Residents of Georgia who have decided they want a divorce never come to such a conclusion easily. You might wonder what happens if your spouse refuses to agree to end your marriage.
Talk to your spouse
If both of you have been unhappy for a while, it’s important to talk about divorce. You might want to be open to the idea of counseling if there’s any chance of saving the marriage.
Realize your options
If divorce is definitely the way you want to go, it’s important to know all your options. If saving the marriage is out of reach, you can still obtain the divorce. You don’t need your spouse’s consent or approval. You can file either on no-fault or fault divorce grounds in Georgia.

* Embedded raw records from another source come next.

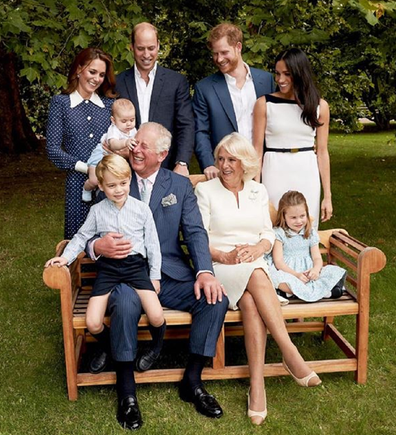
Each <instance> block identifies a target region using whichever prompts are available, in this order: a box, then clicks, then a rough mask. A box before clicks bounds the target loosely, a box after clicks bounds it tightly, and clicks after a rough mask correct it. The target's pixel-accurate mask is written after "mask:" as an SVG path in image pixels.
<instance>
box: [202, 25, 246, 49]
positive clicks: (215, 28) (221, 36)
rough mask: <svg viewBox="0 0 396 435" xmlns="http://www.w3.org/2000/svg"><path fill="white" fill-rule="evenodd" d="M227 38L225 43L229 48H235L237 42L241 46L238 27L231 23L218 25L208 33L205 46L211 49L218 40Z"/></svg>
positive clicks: (239, 36)
mask: <svg viewBox="0 0 396 435" xmlns="http://www.w3.org/2000/svg"><path fill="white" fill-rule="evenodd" d="M224 36H225V37H226V38H227V42H228V44H229V45H231V47H235V46H236V45H237V44H238V42H240V43H241V44H242V42H243V33H242V31H241V29H240V28H239V27H238V26H235V24H231V23H222V24H218V25H217V26H216V27H213V29H212V30H211V31H210V32H209V36H208V42H207V45H208V47H209V48H210V49H212V45H213V43H214V42H217V41H218V40H219V39H222V38H224Z"/></svg>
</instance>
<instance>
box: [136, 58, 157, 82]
mask: <svg viewBox="0 0 396 435" xmlns="http://www.w3.org/2000/svg"><path fill="white" fill-rule="evenodd" d="M157 67H158V61H156V62H155V64H154V66H153V69H152V70H151V71H150V72H149V74H148V75H149V78H150V81H151V80H154V79H155V74H156V73H157ZM133 69H134V71H135V75H136V77H139V78H140V79H141V78H142V75H141V74H140V71H139V70H138V69H137V66H136V63H135V64H134V65H133Z"/></svg>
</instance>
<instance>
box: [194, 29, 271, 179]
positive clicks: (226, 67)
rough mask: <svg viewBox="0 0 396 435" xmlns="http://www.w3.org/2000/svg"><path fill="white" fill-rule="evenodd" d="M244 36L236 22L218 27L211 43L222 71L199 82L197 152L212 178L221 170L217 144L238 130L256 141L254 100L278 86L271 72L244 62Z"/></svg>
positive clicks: (196, 144)
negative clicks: (265, 70)
mask: <svg viewBox="0 0 396 435" xmlns="http://www.w3.org/2000/svg"><path fill="white" fill-rule="evenodd" d="M242 39H243V35H242V32H241V30H240V29H239V28H238V27H237V26H235V25H233V24H229V23H223V24H219V25H218V26H216V27H214V28H213V29H212V30H211V32H210V34H209V38H208V46H209V48H210V49H211V50H212V57H213V62H214V63H215V65H216V66H217V68H218V69H219V71H218V72H217V73H216V74H213V75H211V76H209V77H206V78H205V79H203V80H201V81H199V82H198V83H197V84H196V86H195V93H194V98H193V110H194V117H195V154H196V156H197V158H198V161H199V164H200V167H201V170H202V171H203V172H204V174H205V175H206V177H207V178H208V179H210V178H214V177H216V176H217V172H218V170H217V169H216V168H215V166H214V158H213V150H214V149H215V148H216V145H217V144H218V143H219V142H220V140H221V139H223V137H224V136H226V135H227V134H230V133H233V132H234V131H237V132H239V133H241V134H242V135H243V136H245V137H246V138H247V139H249V140H250V141H251V142H252V125H253V107H254V104H255V102H256V100H257V98H259V97H261V96H263V95H265V94H270V93H271V92H273V91H274V90H275V87H274V83H273V79H272V76H271V74H270V73H268V72H266V71H262V70H259V69H256V68H250V67H249V66H248V65H247V64H246V63H245V62H243V59H242Z"/></svg>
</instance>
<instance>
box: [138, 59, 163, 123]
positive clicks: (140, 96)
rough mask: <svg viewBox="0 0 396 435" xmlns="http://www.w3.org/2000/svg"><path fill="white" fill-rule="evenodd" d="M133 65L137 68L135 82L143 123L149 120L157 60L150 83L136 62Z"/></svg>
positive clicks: (149, 81)
mask: <svg viewBox="0 0 396 435" xmlns="http://www.w3.org/2000/svg"><path fill="white" fill-rule="evenodd" d="M133 67H134V69H135V84H136V91H137V94H138V101H139V111H140V124H143V123H144V122H148V120H149V118H148V117H149V112H150V101H151V94H152V93H153V85H154V79H155V74H156V72H157V62H155V64H154V68H153V69H152V70H151V71H150V72H149V75H148V77H149V82H148V84H147V83H146V81H145V80H144V78H143V77H142V75H141V74H140V71H139V70H138V69H137V68H136V63H135V65H134V66H133Z"/></svg>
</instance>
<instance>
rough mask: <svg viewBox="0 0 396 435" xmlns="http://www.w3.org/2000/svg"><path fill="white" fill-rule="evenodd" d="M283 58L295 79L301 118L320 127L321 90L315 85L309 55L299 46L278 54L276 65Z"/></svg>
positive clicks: (309, 123)
mask: <svg viewBox="0 0 396 435" xmlns="http://www.w3.org/2000/svg"><path fill="white" fill-rule="evenodd" d="M280 60H283V61H284V62H285V64H286V66H287V69H288V70H289V73H290V75H291V77H292V79H293V88H294V97H295V99H296V102H297V104H298V105H299V106H300V107H301V109H302V114H301V118H302V120H303V122H304V124H306V125H309V126H310V127H312V128H316V127H320V126H321V125H323V124H321V123H320V122H319V119H318V114H317V110H318V105H319V102H320V94H319V90H318V88H317V87H316V85H315V81H314V76H313V72H312V68H311V63H310V62H309V60H308V57H307V55H306V54H305V53H304V52H303V51H302V50H300V49H299V48H295V47H293V48H289V49H288V50H285V51H282V52H281V53H279V54H278V56H277V57H276V59H275V65H276V64H277V62H279V61H280Z"/></svg>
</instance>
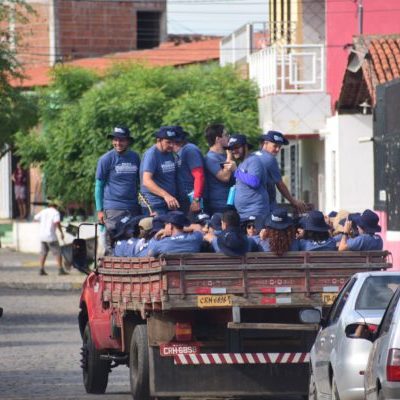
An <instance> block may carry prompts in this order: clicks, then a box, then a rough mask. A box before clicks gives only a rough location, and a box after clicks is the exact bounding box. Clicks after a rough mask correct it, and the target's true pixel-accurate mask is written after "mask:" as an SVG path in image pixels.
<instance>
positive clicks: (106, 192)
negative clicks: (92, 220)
mask: <svg viewBox="0 0 400 400" xmlns="http://www.w3.org/2000/svg"><path fill="white" fill-rule="evenodd" d="M107 137H108V139H111V140H112V145H113V149H112V150H110V151H108V152H107V153H105V154H103V155H102V156H101V157H100V159H99V160H98V162H97V170H96V186H95V200H96V211H97V218H98V220H99V223H100V224H104V225H105V226H106V233H105V241H106V250H105V253H106V255H110V254H112V244H113V239H112V237H111V234H110V232H112V231H114V230H115V228H116V225H117V224H118V222H119V221H120V220H121V218H123V217H128V218H130V217H134V216H137V215H140V214H141V208H140V206H139V202H138V187H139V169H140V158H139V155H138V154H137V153H135V152H134V151H132V150H129V146H130V145H131V144H132V143H133V138H132V136H131V132H130V130H129V129H128V128H126V127H124V126H117V127H115V128H114V129H113V131H112V132H111V133H110V134H109V135H108V136H107Z"/></svg>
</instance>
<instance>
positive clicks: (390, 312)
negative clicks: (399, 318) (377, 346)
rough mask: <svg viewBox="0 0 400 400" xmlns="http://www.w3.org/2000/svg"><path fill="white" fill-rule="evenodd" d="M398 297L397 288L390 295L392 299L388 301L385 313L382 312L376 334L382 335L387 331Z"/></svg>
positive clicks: (388, 331) (398, 296) (388, 330)
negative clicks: (376, 332)
mask: <svg viewBox="0 0 400 400" xmlns="http://www.w3.org/2000/svg"><path fill="white" fill-rule="evenodd" d="M399 297H400V289H398V290H397V292H396V293H395V295H394V296H393V297H392V299H391V300H390V302H389V305H388V307H387V309H386V311H385V314H383V318H382V322H381V324H380V325H379V330H378V334H377V336H378V337H379V336H382V335H384V334H386V333H387V332H389V328H390V325H391V323H392V319H393V316H394V312H395V310H396V306H397V303H398V302H399Z"/></svg>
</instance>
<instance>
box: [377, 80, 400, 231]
mask: <svg viewBox="0 0 400 400" xmlns="http://www.w3.org/2000/svg"><path fill="white" fill-rule="evenodd" d="M376 97H377V100H376V107H375V110H374V127H373V129H374V159H375V160H374V161H375V162H374V163H375V168H374V175H375V176H374V178H375V209H377V210H381V211H386V213H387V216H388V230H392V231H400V179H399V172H400V79H396V80H393V81H390V82H388V83H385V84H383V85H378V86H377V87H376Z"/></svg>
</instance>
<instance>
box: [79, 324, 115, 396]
mask: <svg viewBox="0 0 400 400" xmlns="http://www.w3.org/2000/svg"><path fill="white" fill-rule="evenodd" d="M81 354H82V360H81V362H82V370H83V384H84V385H85V389H86V392H87V393H95V394H101V393H104V392H105V391H106V387H107V383H108V374H109V372H110V362H109V361H104V360H101V359H100V352H99V351H98V350H97V349H96V347H95V346H94V343H93V340H92V335H91V333H90V327H89V323H87V324H86V327H85V330H84V332H83V344H82V351H81Z"/></svg>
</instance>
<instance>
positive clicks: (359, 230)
mask: <svg viewBox="0 0 400 400" xmlns="http://www.w3.org/2000/svg"><path fill="white" fill-rule="evenodd" d="M355 222H356V224H357V226H358V231H359V233H360V234H359V235H358V236H357V237H354V238H349V234H350V230H351V226H352V222H351V221H346V223H345V225H344V232H343V235H342V238H341V240H340V243H339V251H346V250H355V251H364V250H382V249H383V241H382V238H381V237H380V236H378V235H376V233H377V232H380V231H381V227H380V226H379V224H378V222H379V217H378V215H377V214H375V213H374V212H373V211H371V210H365V211H364V212H363V213H362V214H361V215H360V216H358V217H356V218H355Z"/></svg>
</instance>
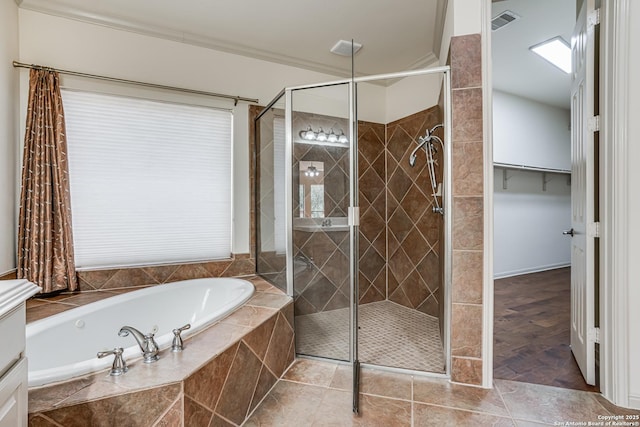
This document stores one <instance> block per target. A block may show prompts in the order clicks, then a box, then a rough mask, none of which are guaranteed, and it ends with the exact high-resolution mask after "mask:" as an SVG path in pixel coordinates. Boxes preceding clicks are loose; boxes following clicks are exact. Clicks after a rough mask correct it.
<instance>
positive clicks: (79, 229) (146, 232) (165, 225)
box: [62, 90, 232, 268]
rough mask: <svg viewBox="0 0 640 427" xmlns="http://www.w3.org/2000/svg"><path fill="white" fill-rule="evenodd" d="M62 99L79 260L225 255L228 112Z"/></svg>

If your marriage has broken down over time, you can file for a no-fault divorce. However, if things have deteriorated in your relationship due to other reasons such as infidelity or domestic violence, for instance, you are free to file for divorce based on fault grounds.
Consider an easier means for divorce
Even if your spouse is against getting a divorce, you might be able to ease things by suggesting that you work together to come up with a settlement. Divorce mediation and collaborative divorce are both easier and allow married couples to divorce by working together throughout the process in a mature, respectful manner. Mediation and collaborative divorce allow you to bypass all the nastiness and high emotional aspects of a litigated divorce.
They can’t force you to stay married
Remember that your spouse can’t force you to stay married to them. Although your wedding vows probably included the term “Till death do us part,” that doesn’t mean that marriage is always permanent. As a result, if you truly want a divorce and your spouse refuses the idea, you can still file divorce papers and proceed from there. Even if your spouse never signs the papers, you are not legally obligated to remain married.
It’s never easy to conclude that you want a divorce. However, if that’s the only option, you can go ahead and start the proceedings.